New president of Catalonia says he will pursue a Scottish path to self-determination
The newly elected president of Catalonia says he will pursue a Scottish path to self-determination after overcoming a three-month stand-off over strategy between the two largest pro-independence parties which brought the country within days of snap elections.
Pere Aragones of Plaid Cymru’s sister party, Esquerra Republicana de Catalunya (Republican Left of Catalonia), won the support of the Catalan Parliament at the third attempt today to form a new pro-independence government after serving as acting president since last September.
It was the result of a last ditch coalition agreement between Esquerra with the second largest pro-independence force, the centrist Junts per Catalunya (Together for Catalonia), that salvaged the historic majority won in February’s elections and will see the government put dialogue with Madrid before a further unilateral push for independence.
Pro-independence parties won more than half of the popular vote for the first time since the restoration of democracy, passing one of the key tests of legitimacy set by their opponents.
But differences between Esquerra and Junts over how to fulfil that mandate saw negotiations over a new government drag on for 90 days – just 10 short of the date on which new elections would have been automatically triggered.
Negotiations weren’t helped by the fact that both the leader of Esquerra, Oriol Junqueras, and the lead negotiator for Junts, Jordi Sanchez, are serving custodial sentences for their part in the brutally repressed 2017 independence referendum and part of the negotiations were held in prison.
Polls showing voters were likely to punish Junts, who were leapfrogged by Esquerra as the leading pro-independence party in February, for holding up the process and the potential for all pro-independence parties to fall below the 50% bar helped to break the deadlock. As did the offer of major ministerial portfolios like health and economics to Junts.
With the votes of Junts and those of the far-left independentist La CUP party, 38-year-old Pere Aragones was today formally invested as the youngest ever president of Catalonia and the first from his party since 1940 when his predecessor, Lluis Companys, was executed by Francoist troops.
‘Scepticism’
“I want to do as Scotland did in 2014 and I would like the Spanish state to know how to do [it] as the United Kingdom did,” Aragones told MPs on Thursday, while the coalition deal states that “only a self-determination referendum agreed with the Spanish state can substitute the political mandate of the 1 October [2017] referendum.”

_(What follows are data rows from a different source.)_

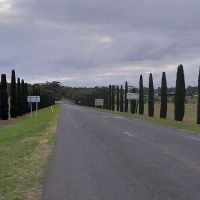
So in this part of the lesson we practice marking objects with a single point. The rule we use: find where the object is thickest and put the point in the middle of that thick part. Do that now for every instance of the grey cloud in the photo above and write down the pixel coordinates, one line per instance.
(96, 42)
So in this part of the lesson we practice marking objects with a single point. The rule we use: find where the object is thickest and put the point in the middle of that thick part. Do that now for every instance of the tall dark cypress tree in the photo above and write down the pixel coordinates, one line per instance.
(126, 100)
(106, 98)
(117, 98)
(121, 99)
(163, 105)
(113, 97)
(23, 104)
(19, 98)
(26, 94)
(151, 97)
(133, 103)
(179, 99)
(4, 98)
(13, 96)
(198, 104)
(110, 98)
(141, 96)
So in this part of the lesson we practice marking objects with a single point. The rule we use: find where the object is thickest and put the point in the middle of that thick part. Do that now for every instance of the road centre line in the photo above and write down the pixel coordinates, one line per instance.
(129, 134)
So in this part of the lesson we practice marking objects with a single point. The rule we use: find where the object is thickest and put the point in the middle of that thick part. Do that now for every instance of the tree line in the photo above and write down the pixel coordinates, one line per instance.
(13, 101)
(118, 95)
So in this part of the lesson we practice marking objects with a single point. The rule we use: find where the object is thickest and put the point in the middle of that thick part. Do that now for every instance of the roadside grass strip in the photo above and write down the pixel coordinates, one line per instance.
(25, 148)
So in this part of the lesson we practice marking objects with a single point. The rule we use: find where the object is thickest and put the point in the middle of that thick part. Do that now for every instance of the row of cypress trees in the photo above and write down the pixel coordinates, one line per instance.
(18, 97)
(115, 93)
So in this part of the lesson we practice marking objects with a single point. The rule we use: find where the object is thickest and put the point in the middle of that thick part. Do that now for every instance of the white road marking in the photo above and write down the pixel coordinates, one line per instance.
(194, 138)
(118, 117)
(129, 134)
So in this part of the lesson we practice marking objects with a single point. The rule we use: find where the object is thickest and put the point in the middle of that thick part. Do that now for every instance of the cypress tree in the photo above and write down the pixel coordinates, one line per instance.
(19, 98)
(133, 103)
(113, 97)
(121, 100)
(23, 97)
(110, 98)
(179, 99)
(106, 98)
(4, 98)
(13, 96)
(141, 96)
(151, 97)
(198, 104)
(126, 100)
(163, 106)
(117, 98)
(26, 94)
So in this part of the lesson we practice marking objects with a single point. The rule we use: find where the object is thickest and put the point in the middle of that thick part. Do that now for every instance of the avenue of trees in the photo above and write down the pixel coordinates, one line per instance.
(115, 97)
(13, 97)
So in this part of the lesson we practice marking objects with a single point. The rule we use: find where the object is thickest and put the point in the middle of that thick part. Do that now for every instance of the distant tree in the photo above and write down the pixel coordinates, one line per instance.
(4, 98)
(179, 99)
(198, 105)
(113, 97)
(126, 100)
(151, 97)
(19, 98)
(141, 96)
(117, 98)
(110, 98)
(13, 96)
(163, 106)
(121, 100)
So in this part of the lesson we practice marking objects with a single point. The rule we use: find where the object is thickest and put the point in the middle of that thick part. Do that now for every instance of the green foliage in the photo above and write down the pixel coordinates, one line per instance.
(121, 99)
(113, 97)
(126, 100)
(117, 98)
(198, 105)
(4, 98)
(13, 96)
(151, 96)
(19, 98)
(179, 99)
(163, 107)
(110, 98)
(141, 96)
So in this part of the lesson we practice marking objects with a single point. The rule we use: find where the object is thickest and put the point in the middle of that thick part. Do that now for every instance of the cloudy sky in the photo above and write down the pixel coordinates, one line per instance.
(99, 42)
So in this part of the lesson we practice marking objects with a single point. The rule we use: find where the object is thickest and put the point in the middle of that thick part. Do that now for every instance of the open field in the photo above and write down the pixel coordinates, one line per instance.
(189, 123)
(25, 147)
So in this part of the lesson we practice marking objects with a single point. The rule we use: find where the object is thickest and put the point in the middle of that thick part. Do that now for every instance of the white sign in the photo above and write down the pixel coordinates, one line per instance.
(132, 96)
(33, 99)
(99, 102)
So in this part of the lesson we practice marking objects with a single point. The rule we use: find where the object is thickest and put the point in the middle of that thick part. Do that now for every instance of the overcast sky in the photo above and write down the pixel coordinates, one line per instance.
(99, 42)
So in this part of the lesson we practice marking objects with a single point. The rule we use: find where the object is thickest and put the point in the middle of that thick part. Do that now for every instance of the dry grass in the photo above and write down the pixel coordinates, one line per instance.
(190, 112)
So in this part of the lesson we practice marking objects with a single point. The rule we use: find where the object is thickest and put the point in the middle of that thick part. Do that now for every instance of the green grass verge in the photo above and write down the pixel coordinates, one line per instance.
(185, 125)
(25, 147)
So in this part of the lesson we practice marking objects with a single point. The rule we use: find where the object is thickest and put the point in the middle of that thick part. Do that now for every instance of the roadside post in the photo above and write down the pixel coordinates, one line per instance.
(31, 100)
(133, 96)
(99, 103)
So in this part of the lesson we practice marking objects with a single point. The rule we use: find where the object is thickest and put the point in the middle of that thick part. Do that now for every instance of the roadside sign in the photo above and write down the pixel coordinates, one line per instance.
(99, 102)
(33, 99)
(132, 96)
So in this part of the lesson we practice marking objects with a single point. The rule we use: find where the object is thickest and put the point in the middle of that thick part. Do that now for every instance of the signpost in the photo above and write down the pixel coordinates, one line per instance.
(99, 102)
(31, 100)
(133, 96)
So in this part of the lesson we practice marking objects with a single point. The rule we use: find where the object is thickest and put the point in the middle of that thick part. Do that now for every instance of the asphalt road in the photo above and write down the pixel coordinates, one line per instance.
(99, 156)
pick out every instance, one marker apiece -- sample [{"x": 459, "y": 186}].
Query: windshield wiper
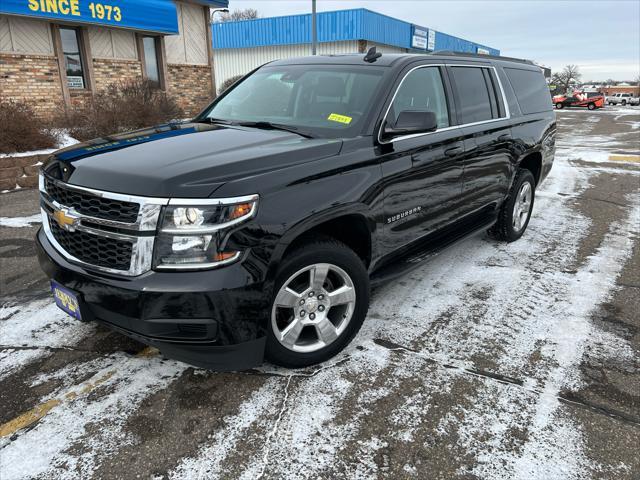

Now a new countdown has begun. Esquerra’s deal with the smaller radical left La CUP party, who will not be part of the government, gives Aragones two years to pursue dialogue with Madrid on a legal referendum and an amnesty for jailed politicians before submitting himself to a vote of confidence based on the result of talks.
Both La CUP and Junts expect talks to fail and want a more unilateral approach. “Our scepticism is well known because we can see how [Spanish Prime Minister] Pedro Sanchez and his government have acted,” Junts general secretary Jordi Sanchez told El Nacional this week.
“Let’s not be fooled. We know that the Spanish state could be wasting time and diving the independence movement with its supposed desire for dialogue.”
‘Progressive’
Spanish government minister and leader of the Catalan socialist party, Miquel Iceta, said on Wednesday that there would be no limits on dialogue but added “we don’t believe in the right to self-determination” and “amnesty is only applicable in exceptional times like regime change as happened in 1977 [after Franco’s death].”
But speaking to Nation.Cymru before the elections, Esquerra MEP Diana Riba, whose husband Raul Romeva is among the imprisoned Catalan politicians, said her party was ready to “talk and talk and talk with the Spanish government to find a democratic solution for the wishes of Catalan citizens, not repressive solutions.”
Alongside talks with Madrid, former Catalan president Carles Puigdemont will lead a process of dialogue between pro-independence parties and civil society organisations in an effort to find consensus on the path to independence which broke down following the 2017 referendum.
Independence was not though at the top of the coalition deal – point one is “a response to the social and economic crisis”. That reflects Esquerra’s desire to mark out a different course on domestic as well as constitutional issues and their need to so given polls showing younger left-wing voters preferred the more radical La CUP party in February’s elections.
The party has been pushing plans for a move to 100% renewable energy by 2050, while the coalition deal also includes an increased minimum wage, piloting of the universal basic incomes and the integration of health and social care.
Aragones said: “For the first time in a century, Catalonia will have a president who is both for independence and progressive.”